When Jan 1 is ushered in, people across our land and many around the world utter the phrase ‘Happy New Year!’ I remember a child’s song, If your happy and you know it clap your hands…. It goes on to say if your happy and you know then your face will surely show it…. We live in a land where the core values are life, liberty, and the pursuit of happiness.
But is this pursuit of happiness out of place? Is this desire and drive to be emotionally content the purpose of our lives?
For many their pursuit of happiness overshadows all other virtues, even life, liberty, children, spouse, and God take a second seat to their own happiness. in many ways happiness is a very self-centered pursuit that can quickly be overcome by greed, envy, sloth, excess, and debauchery.
One of the greatest examples is marriage. A marriage between a man and a woman can be good but not always happy. If the central pursuit of one’s marriage is his or her own happiness it will almost surely lead to divorce. No marriage can produce perpetual happiness. In fact there are times and even seasons when this most intimate of human bonds produces the opposite of happiness.
What if we suspend or at the least minimize our pursuit of happiness for another virtue, goodness?
The Rosh Hashanah greeting is actually “Shana Tova u’metuka,” “Have a good and sweet year.”
https://www.bible.com/en/reading-plans/12652
Our Jewish brothers and sisters don’t greet one another on the new year with ‘Happy New Year’, but rather ‘Have a Good Year’. This comes from the creation account where God created and then recognized it as good.

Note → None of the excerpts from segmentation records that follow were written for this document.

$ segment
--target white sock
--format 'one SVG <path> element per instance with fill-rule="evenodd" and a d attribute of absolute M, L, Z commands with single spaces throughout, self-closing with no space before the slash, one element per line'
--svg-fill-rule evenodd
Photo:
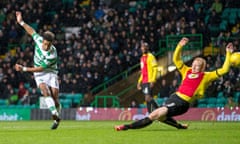
<path fill-rule="evenodd" d="M 55 103 L 53 101 L 53 98 L 50 96 L 45 97 L 45 103 L 48 106 L 48 109 L 51 111 L 52 115 L 58 116 L 58 112 L 57 112 Z"/>

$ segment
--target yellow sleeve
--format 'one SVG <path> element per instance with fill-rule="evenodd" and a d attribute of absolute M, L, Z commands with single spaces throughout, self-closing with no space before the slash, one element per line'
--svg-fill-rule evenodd
<path fill-rule="evenodd" d="M 182 46 L 177 45 L 174 53 L 173 53 L 173 63 L 175 64 L 175 66 L 177 67 L 177 69 L 181 69 L 181 67 L 183 67 L 184 63 L 181 59 L 181 55 L 182 55 Z"/>
<path fill-rule="evenodd" d="M 223 66 L 216 70 L 218 76 L 222 76 L 229 71 L 230 65 L 231 65 L 230 64 L 230 56 L 231 56 L 231 53 L 229 51 L 227 51 Z"/>

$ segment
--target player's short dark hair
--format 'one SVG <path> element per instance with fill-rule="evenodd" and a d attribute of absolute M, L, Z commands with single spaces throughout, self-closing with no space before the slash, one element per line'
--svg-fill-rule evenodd
<path fill-rule="evenodd" d="M 44 40 L 47 40 L 47 41 L 49 41 L 49 42 L 52 42 L 52 41 L 54 40 L 54 38 L 55 38 L 54 33 L 50 32 L 50 31 L 45 31 L 45 32 L 43 33 L 43 39 L 44 39 Z"/>

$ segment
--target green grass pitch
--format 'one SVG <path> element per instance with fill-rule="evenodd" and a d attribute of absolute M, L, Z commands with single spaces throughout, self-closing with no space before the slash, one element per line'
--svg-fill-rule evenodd
<path fill-rule="evenodd" d="M 129 121 L 0 122 L 0 144 L 240 144 L 240 122 L 185 121 L 189 129 L 177 130 L 163 123 L 138 130 L 114 131 Z"/>

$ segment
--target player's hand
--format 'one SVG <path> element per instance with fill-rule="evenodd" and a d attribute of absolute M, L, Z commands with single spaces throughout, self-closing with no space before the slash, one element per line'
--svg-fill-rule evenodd
<path fill-rule="evenodd" d="M 188 41 L 189 41 L 188 38 L 183 37 L 183 38 L 179 41 L 178 44 L 183 47 L 183 46 L 185 46 L 185 45 L 188 43 Z"/>
<path fill-rule="evenodd" d="M 15 64 L 16 71 L 23 71 L 23 66 L 20 64 Z"/>
<path fill-rule="evenodd" d="M 151 87 L 151 88 L 154 87 L 154 83 L 153 83 L 153 82 L 150 83 L 150 87 Z"/>
<path fill-rule="evenodd" d="M 16 11 L 16 18 L 17 18 L 17 22 L 20 23 L 23 21 L 22 19 L 22 13 L 20 11 Z"/>
<path fill-rule="evenodd" d="M 229 52 L 233 52 L 233 44 L 232 43 L 228 43 L 228 45 L 226 46 L 226 51 L 229 51 Z"/>
<path fill-rule="evenodd" d="M 141 90 L 141 89 L 142 89 L 141 83 L 138 83 L 138 84 L 137 84 L 137 89 L 138 89 L 138 90 Z"/>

“God saw all that he had made, and it was very good. And there was evening, and there was morning—the sixth day.”
Genesis 1:31 NIV
https://genesis.bible/genesis-1-31
How much of life is filled with events, tasks, seasons, and relationships that may not produce happiness but are good? The difference is really not subtle.
Happiness is fleeting and can change with the wind. One’s mood regardless of the celebration occurring around can be gloomy. But goodness is a state of being. Such a state of beings’ value, quality, and quantity of goodness is not dependent on an emotion. Rather it is dependent upon the nature of that which exists.
To focus on and pursue that which is good is not without reward. For it is often in these endeavors that the greatest joy and happiness can emerge. However the happiness emerges as a byproduct or result of the nature of its goodness. This is most clearly understood in our relationship with God.
Our pursuit of our God is good but it does not always bring me happiness. There is rarely happiness in the pruning and repentance work that occurs in this holy relationship. But those activities are good. And their byproduct is shalom – a peace that includes joy, that surpasses all understanding.
The Rosh Hashanah greeting of “Shana Tova u’metuka” means to have a good and sweet year.
On Rosh Hashanah, the Jewish custom is to dip apple slices in honey. The apple represents our wish for a good year. An apple is healthy – it is good for us. However, we dip it in honey to express our desire that what is good for us also be experienced as something sweet.
https://www.bible.com/en/reading-plans/12652
May the Lord bless you as you turn away from the insatiable pursuit of happiness and dwell in his abundant goodness.